Ce sont ces mots de Voltaire, cités par le pasteur Thierry Muhlbach lors de sa méditation matinale, qui ont marqué l'ouverture du Conseil de la Cevaa, en ce 11 octobre 2014 à Saly, sur la côte sénégalaise. Et face à une actualité internationale propice aux extrémismes et au repli sur soi, le président de la Communauté d'Eglises en mission s'interrogeait : comment pouvons-nous, en tant que chrétiens, être chacun « sel de la terre et lumière du monde dans les pays où Dieu nous a placés ? » Quel peut être notre rôle pour apaiser les relations, nous opposer aux extrémismes quels qu'ils soient, entretenir le dialogue ? L'Assemblée  Générale qui va se tenir à Saly dans la foulée du Conseil pourrait justement être une occasion de rappeler aux uns et aux autres le besoin de trouver, selon les mots du pasteur Thierry Muhlbach, « un chemin d'amour et de paix ».

Deux Eglises sénégalaises très impliquées dans la préparation de l'AG

 

 

 

Vue du cahier de chants de la Cevaa

Chant d'ouverture du Conseil exécutif : "Yesu azali awa"

 

Communauté de 35 Eglises protestantes présentes aussi bien en Europe qu'en Afrique, en Amérique latine, dans la zone Pacifique ou dans l'Océan indien, la Cevaa veut naturellement promouvoir le « vivre ensemble ». En permettant, tout d'abord, à des communautés éloignées géographiquement et culturellement « d'être Eglises ensemble » ; mais aussi en replaçant dans leur contexte les différences induites par les modes de vie, les sociétés, pour leur éviter de devenir sources d'incompréhension. Le projet de la Cevaa, intrinsèquement multiculturel, s'oppose donc par nature aux généralisations faciles et sources de tensions – qu'elles soient intraconfessionnelles ou interconfessionnelles.

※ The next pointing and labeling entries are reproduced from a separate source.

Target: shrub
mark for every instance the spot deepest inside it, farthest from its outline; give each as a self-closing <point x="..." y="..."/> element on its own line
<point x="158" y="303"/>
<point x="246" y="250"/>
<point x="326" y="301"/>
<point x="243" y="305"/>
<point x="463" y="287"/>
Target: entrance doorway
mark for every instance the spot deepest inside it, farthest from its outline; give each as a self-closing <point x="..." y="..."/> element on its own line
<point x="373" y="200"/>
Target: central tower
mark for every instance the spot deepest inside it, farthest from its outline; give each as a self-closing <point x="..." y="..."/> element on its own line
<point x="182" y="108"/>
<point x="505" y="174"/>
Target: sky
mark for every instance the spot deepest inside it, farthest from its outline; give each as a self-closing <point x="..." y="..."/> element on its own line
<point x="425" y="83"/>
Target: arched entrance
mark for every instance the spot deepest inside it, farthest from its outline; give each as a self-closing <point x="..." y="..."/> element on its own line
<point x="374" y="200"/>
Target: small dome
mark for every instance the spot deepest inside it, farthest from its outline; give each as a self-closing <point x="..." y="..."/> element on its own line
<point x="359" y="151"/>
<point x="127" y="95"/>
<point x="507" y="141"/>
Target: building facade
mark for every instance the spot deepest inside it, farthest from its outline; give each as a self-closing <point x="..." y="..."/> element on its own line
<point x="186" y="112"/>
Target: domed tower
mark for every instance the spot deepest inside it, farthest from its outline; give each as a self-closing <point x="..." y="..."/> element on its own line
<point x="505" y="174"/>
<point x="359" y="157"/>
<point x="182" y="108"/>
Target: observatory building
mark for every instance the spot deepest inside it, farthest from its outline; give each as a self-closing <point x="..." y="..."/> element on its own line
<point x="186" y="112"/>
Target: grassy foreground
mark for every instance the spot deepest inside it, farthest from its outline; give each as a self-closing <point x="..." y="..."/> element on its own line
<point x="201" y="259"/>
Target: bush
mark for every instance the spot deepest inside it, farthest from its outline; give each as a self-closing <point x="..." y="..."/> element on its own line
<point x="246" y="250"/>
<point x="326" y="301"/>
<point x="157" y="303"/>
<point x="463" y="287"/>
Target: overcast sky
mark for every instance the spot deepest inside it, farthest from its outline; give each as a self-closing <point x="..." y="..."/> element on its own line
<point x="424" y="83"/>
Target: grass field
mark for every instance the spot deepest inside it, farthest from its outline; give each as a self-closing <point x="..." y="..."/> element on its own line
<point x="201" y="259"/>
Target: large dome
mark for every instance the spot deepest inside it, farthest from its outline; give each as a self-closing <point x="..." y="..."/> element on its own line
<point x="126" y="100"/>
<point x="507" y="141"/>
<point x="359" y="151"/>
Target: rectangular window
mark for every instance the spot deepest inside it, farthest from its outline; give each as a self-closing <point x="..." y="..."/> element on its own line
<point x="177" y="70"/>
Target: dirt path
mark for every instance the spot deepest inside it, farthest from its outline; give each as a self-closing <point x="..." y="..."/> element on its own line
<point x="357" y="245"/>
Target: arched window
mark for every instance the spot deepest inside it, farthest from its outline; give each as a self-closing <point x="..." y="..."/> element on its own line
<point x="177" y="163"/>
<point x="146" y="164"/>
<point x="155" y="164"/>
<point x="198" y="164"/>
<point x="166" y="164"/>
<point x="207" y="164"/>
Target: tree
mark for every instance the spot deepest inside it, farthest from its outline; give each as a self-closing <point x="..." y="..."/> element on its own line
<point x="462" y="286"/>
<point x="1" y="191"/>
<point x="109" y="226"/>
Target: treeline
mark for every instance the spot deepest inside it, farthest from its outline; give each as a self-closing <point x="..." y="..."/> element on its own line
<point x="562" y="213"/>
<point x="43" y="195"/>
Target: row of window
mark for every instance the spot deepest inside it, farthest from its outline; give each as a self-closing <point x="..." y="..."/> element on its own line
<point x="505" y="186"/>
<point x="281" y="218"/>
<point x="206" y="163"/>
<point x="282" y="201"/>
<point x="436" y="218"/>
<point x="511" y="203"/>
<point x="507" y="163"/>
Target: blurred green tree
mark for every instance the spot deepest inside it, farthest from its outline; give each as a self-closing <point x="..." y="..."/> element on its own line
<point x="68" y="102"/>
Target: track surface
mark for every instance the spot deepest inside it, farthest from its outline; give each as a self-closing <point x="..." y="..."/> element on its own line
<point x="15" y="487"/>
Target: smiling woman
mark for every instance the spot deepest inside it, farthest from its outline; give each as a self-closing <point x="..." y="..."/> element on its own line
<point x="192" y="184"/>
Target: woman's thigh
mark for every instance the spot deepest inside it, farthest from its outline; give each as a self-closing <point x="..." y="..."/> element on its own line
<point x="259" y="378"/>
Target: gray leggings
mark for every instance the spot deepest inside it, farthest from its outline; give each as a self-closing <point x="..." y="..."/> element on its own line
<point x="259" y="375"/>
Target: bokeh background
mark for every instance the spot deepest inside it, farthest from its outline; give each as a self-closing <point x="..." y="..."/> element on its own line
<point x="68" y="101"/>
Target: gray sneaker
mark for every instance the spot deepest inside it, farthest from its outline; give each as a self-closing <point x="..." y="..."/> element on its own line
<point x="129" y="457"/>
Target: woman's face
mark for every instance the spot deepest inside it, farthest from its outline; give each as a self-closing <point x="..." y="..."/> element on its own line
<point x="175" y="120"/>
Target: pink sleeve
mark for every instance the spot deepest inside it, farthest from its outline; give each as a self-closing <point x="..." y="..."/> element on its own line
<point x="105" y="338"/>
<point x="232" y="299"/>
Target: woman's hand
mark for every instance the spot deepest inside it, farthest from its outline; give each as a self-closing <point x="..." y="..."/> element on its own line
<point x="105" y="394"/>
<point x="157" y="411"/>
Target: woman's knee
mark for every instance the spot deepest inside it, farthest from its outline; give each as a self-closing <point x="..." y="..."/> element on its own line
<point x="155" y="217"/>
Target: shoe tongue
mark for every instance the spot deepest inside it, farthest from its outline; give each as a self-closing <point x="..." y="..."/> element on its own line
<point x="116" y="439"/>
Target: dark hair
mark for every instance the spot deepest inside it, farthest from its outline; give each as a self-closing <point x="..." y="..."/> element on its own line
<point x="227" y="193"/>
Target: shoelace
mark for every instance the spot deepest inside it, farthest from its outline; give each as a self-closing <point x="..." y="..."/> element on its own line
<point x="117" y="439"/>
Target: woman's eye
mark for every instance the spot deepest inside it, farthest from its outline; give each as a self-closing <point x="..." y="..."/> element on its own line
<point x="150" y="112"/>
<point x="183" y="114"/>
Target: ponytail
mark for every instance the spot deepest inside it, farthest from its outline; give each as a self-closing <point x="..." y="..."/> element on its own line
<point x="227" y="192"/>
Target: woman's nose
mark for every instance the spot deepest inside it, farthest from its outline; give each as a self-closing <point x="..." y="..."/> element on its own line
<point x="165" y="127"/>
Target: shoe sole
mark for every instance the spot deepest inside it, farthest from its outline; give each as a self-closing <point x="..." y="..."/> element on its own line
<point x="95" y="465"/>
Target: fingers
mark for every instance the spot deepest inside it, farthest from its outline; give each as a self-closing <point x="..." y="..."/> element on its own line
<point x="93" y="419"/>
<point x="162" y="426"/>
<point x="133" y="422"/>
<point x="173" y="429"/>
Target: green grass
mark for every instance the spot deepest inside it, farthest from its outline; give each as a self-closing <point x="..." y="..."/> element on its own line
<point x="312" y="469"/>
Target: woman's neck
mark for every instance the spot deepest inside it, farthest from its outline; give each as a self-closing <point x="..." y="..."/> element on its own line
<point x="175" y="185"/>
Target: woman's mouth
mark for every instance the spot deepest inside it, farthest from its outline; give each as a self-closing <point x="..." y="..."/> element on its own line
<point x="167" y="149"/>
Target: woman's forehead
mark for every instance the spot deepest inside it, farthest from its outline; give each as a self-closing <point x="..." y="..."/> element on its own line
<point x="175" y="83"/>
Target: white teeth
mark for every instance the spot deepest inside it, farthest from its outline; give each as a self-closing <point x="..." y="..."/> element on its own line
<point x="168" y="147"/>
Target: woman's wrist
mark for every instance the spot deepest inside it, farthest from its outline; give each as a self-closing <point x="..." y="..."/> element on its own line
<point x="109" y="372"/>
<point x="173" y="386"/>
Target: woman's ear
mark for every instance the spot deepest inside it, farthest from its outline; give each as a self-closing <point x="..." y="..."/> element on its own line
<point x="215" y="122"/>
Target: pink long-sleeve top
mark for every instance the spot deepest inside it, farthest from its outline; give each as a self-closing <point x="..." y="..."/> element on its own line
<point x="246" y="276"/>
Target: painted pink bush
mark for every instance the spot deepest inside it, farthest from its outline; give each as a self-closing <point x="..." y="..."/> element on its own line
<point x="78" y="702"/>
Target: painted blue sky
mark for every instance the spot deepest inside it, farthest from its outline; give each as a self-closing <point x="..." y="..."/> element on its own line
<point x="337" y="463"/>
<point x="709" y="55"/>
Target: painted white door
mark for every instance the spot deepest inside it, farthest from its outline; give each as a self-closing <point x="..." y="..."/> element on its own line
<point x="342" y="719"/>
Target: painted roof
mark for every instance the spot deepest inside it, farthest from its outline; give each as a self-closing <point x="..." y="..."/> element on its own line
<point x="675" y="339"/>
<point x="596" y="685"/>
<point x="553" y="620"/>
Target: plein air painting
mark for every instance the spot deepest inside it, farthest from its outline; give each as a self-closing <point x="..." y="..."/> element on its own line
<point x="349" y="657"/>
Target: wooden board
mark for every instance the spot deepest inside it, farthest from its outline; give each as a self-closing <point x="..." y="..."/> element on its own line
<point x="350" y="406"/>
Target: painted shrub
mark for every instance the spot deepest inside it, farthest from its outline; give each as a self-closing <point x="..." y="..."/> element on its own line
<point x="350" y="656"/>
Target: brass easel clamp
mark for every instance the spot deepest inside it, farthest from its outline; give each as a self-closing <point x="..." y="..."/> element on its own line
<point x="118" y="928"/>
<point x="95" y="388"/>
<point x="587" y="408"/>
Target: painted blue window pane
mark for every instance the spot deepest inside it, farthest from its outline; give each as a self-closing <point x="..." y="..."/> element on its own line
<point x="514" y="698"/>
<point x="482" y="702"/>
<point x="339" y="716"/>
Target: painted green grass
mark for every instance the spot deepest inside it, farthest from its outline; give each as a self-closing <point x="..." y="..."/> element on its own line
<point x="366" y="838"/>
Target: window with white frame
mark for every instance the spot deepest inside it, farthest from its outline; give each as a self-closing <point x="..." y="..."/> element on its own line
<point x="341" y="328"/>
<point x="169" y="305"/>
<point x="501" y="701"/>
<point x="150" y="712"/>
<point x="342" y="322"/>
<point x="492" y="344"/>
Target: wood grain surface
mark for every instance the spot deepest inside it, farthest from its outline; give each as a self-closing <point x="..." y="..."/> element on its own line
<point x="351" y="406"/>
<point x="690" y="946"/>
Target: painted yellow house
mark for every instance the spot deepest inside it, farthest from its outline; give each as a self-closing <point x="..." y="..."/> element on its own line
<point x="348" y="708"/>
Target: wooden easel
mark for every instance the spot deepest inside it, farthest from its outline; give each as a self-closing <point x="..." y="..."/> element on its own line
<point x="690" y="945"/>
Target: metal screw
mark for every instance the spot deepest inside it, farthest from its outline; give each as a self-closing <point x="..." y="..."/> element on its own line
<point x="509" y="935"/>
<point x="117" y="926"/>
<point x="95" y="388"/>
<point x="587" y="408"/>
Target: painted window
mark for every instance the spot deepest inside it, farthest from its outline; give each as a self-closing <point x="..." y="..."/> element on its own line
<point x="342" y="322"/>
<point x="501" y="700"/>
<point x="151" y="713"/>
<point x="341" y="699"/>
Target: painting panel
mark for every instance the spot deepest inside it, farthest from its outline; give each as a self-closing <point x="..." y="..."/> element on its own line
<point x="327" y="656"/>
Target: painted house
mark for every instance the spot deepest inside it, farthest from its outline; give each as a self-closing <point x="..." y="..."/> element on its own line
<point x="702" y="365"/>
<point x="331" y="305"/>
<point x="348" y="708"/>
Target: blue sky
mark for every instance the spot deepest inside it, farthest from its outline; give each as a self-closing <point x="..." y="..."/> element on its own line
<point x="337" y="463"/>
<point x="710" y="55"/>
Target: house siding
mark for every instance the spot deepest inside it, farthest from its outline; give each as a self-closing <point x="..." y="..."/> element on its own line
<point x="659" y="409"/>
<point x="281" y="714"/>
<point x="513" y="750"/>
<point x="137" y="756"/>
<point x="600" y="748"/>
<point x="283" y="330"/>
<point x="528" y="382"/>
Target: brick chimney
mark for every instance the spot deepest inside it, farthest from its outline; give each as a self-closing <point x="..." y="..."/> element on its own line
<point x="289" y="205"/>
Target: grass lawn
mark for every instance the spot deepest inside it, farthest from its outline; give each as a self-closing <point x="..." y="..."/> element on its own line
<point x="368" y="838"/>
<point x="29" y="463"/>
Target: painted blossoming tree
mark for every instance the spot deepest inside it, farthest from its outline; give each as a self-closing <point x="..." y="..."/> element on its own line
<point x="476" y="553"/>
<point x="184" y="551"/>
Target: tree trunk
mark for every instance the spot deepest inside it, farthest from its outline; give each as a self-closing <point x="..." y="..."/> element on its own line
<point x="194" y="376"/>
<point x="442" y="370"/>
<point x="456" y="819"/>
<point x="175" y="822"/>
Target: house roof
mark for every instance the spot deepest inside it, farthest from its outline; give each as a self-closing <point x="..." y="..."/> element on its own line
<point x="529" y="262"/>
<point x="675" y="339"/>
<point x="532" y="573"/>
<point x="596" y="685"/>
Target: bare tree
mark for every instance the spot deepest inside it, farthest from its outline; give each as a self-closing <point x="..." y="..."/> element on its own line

Pour cela, la Cevaa a des outils (l'animation théologique, l'échange de personnes...), mais aussi des moments de grands rendez-vous. Les Assemblées Générales, comme celle qui va se tenir au Sénégal, ne visent pas seulement à fixer une stratégie et des grandes orientations ; elles sont aussi l'une de ces occasions qui permettent aux représentants des 35 Eglises membres de se retrouver. Et le Conseil exécutif qui se déroule en ce moment à Saly a notamment pour tâche de préparer ce rendez-vous. Une échéance très attendue pour toutes les Eglises membres de la Cevaa – et tout particulièrement pour les Eglises sénégalaises, l'EPS (Eglise protestante du Sénégal) et l'ELS (Eglise luthérienne du Sénégal), qui se sont toutes deux beaucoup investies en mettant sur pied un comité d'organisation de l'Assemblée Générale. La première journée du Conseil exécutif, largement consacrée au déroulement et aux grandes thématiques de l'AG, a ainsi permis aux deux Eglises de présenter le travail réalisé, et de justifier le choix de Saly comme ville d'accueil : un lieu pourvu d'infrastructures suffisantes et situé à mi-chemin entre Dakar, ville où est majoritairement implantée l'EPS, et Fatick, ville de l'ELS. Et face aux inquiétudes nées de la propagation du virus Ebola en Afrique de l'Ouest, même si le Sénégal n'est pas touché par l'épidémie, un temps d'information et de présentation des mesures de prévention est également prévu lors de l'accueil des délégués.